While facilitating a dialogue coaching call today, I found further evidence that everyone struggles with who they are. People are caught between conflicting personalities, resulting in the occasional discomfort or confusion. After my coachee reflected on the question “Who is my self?” while taking a brief walk in the afternoon air, she identified an internal conflict: her authentic self and ideal self. While authentically loyal, goal-orientated, determined and sometimes selfish, she strives to strike a balance with her ideal self to ensure a meaningful yet altruistic life. “Ideally, we’re all here to serve each other for some sort of synergy,” she said.

As her coach, my job was to help her understand the act of presencing, the practice of coming into presence. To be present, we must be attentive and mindful of our distracting thoughts, such as our conditioned understandings. We must think, not thought. Feel, not felt. By listening, mirroring, summarizing, and questioning my coachees’ understanding of her self, I attempted to elevate her from the role of participant to bystander in her own life. I encouraged new perspectives. I provided opportunities for deeper reflections, and then catalyzed our experience by hinting areas for her personal growth.

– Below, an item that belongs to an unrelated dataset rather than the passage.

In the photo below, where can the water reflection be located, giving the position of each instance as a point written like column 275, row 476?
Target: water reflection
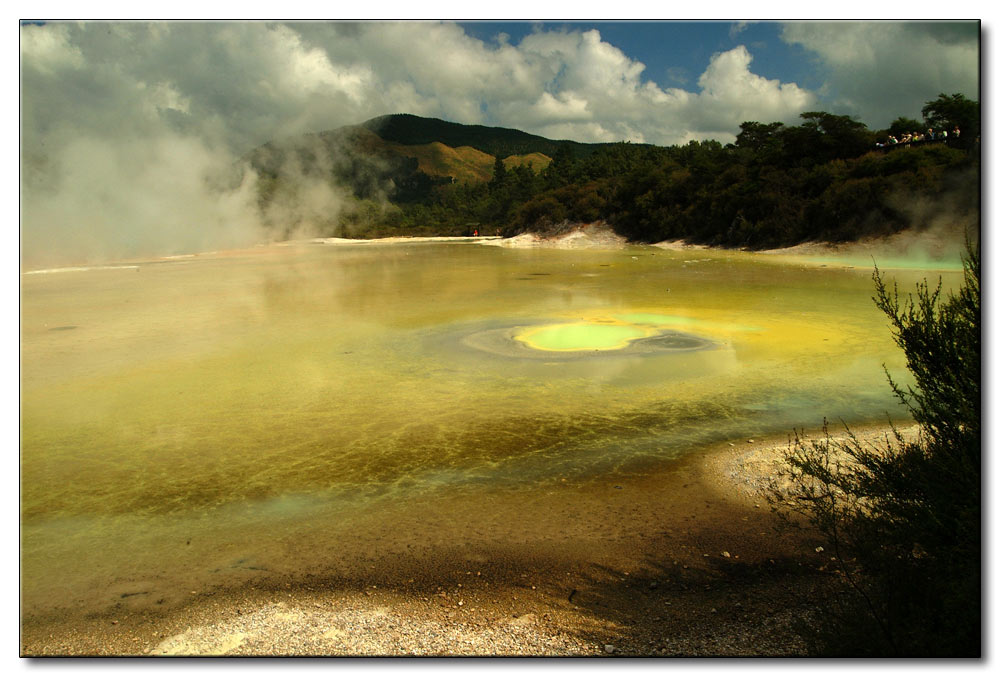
column 233, row 396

My coachee is largely work driven, quickly answering “Who is my self?” with career ambitions. She’s currently focused on creating a more cohesive environment by identifying common goals among her employees. But the team atmosphere keeps dissolving within operational pressures. I asked where that pressure may originate from. She said it’s likely due to working with people who are passionate about their jobs and invested in their own ideas. Could passion cause the pressure? While passion often leads to great accomplishments, it can also create an Achilles’ heel, a weakness to overall cohesive strength. How do we ventilate that pressure? It takes a conscious effort by everyone to impart empathy. Great successes depend on more than one person. Everyone is part of everything. And a person’s actions may not affect just one system of beings, but the entire human experience.

Great successes depend on more than one person. Everyone is part of everything. And a person’s actions may not affect just one system of beings, but the entire human experience.

To build perspective, I turned to Nazi Germany. It offers an example of becoming a dangerous instrument to a will that’s not your own. People became robots incapable of a generative context; they were dehumanized. Just like Hitler’s secretary, people are easily snagged into situations where they justify their actions by a need to just keep things going, to protect what exists. We identified how many lives today serve something other than life. Corporations making money for the sake of making money. Political and religious organizations guarding their platforms by ignoring opposing views. Many people lose touch with their feelings, their senses. They just go through the motions, perfectly comfortable wrapping themselves in habit and predictability. Unfortunately, they often become highly confrontational when challenged to uncover their feelings and return to their senses.

That’s why, explained my coachee, I must always consider my ideal self, my more divergent and selfless part of everything. Am I being honest with myself and aware of my actions? How are others perceiving my actions? While struggling to maintain a balance between her actual and ideal self, she says it’s important to know where your heart is leading you. During periods of meditation, yoga and running, she routinely reflects on her authentic self, comparing it to her ideal. To ensure her peaks in passion aren’t blocking her ability to reason, she’ll try to remain more open to input form others. During our dialogue process, she identified three questions to consciously raise her self awareness and achieve balance in her life:

  • Who do I think I am (authentic self)?
  • Who do my actions represent (ideal self)?
  • Who do my actions represent to others (perception)?